In order to create a binary image we use the Threshold module and set the threshold to a point at 190. Note that as the setting is manual your lighting for your parts should remain somewhat constant. Large changes in lighting will cause this segmentation to fail and parts of the background may be mistaken for foreground objects.
This is just one way of segmenting objects from the background. There are others such as the Automatic Threshold module or the Flood Fill module. These modules allow for the overall lighting to change in the image while still creating a reasonable thresholded image.
Note the difference in the image? The contrast is now 100% and the edges of the parts appear more jagged due to the thresholding, but this is what we want. The parts are all one color and ready for the shape matching module.

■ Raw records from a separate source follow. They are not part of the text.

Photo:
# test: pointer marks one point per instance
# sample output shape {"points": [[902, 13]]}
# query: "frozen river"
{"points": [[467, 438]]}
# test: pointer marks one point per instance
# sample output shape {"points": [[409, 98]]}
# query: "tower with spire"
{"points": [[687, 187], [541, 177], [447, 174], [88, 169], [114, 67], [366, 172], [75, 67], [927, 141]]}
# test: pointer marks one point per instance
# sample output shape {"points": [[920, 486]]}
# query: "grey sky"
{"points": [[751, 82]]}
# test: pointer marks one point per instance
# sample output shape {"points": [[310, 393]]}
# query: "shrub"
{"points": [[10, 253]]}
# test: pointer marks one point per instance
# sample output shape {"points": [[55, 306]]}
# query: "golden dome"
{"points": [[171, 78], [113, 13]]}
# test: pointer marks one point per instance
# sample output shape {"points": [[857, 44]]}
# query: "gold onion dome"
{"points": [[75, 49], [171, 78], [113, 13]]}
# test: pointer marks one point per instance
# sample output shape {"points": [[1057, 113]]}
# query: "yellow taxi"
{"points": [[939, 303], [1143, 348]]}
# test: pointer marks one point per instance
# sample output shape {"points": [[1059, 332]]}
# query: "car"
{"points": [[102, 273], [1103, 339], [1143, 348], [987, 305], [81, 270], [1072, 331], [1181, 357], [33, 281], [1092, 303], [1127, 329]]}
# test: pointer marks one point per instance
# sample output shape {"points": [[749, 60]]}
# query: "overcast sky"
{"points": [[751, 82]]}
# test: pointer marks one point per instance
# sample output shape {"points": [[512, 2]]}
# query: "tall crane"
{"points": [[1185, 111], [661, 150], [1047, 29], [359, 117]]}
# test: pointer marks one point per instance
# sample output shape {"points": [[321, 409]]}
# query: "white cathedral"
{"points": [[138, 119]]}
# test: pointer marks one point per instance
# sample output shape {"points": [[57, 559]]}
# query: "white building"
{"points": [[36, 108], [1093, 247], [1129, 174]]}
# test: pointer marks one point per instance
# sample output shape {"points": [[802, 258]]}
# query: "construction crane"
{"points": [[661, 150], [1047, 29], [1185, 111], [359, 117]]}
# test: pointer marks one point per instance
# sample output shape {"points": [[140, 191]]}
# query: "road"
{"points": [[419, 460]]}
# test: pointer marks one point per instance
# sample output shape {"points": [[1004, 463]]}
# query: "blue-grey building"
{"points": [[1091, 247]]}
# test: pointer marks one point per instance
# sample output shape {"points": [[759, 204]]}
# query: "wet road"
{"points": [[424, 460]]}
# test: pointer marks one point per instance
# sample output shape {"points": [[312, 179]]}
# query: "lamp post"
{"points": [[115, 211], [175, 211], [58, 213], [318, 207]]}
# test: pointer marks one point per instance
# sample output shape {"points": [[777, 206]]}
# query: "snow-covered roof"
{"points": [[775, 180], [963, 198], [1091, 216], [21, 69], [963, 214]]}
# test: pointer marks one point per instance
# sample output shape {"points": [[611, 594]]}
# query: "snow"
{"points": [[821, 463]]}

Before we add the Shape Matching module we need to create a database of files that contain the shapes we want to match. This is done by taking the above image and cutting the image using your favorite paint program and saving the individual shapes into each of their own files (.gif, png, ppm, etc.) within a single folder. This folder then contains 8 images one for each part. Below are the individual images used for training.
Note that the actual image sizes can be different and that only one object is shown in each image. Be sure to name the files with meaningful names as that will be the label used to identify the part.
Insert the shape match into the processing pipeline and click on the train button. Specify the folder that you used earlier to save the database of images. Then click on start. RoboRealm will load in and learn the shapes in that folder. Once this is complete press Ok.
In the Shape Matching module click on the "Filename" checkbox. Now as you move your parts past the camera you will notice the filename of the part displayed in the main RoboRealm image preview alongside the object. Note that many variables are created to help you extract out needed information such as the parts Center of Gravity, Relative Size, etc. Refer to the Shape Matching module for further detail on those variables.
We have made good progress but there are still several issues we need to overcome. In the next pages we will review issues that we noticed while creating this processing loop.
Border IssuesAs objects come into and out of the view of the camera their shape will not be correct. During that time the objects may be mistaken for something else.
To prevent this from creating false object detections we need to eliminate objects that are touching the border of the image. We can do this using the Blob Filter module that allows us to only select/preserve objects that avoid the border. The attribute "Location->Avoids Border" which eliminates any objects that are touching the border is added to the Blob Filter criteria. We also use this module to remove any objects smaller than 100 pixels which will help to reduce any noise objects caused by flickering lights or reflections from other moving objects.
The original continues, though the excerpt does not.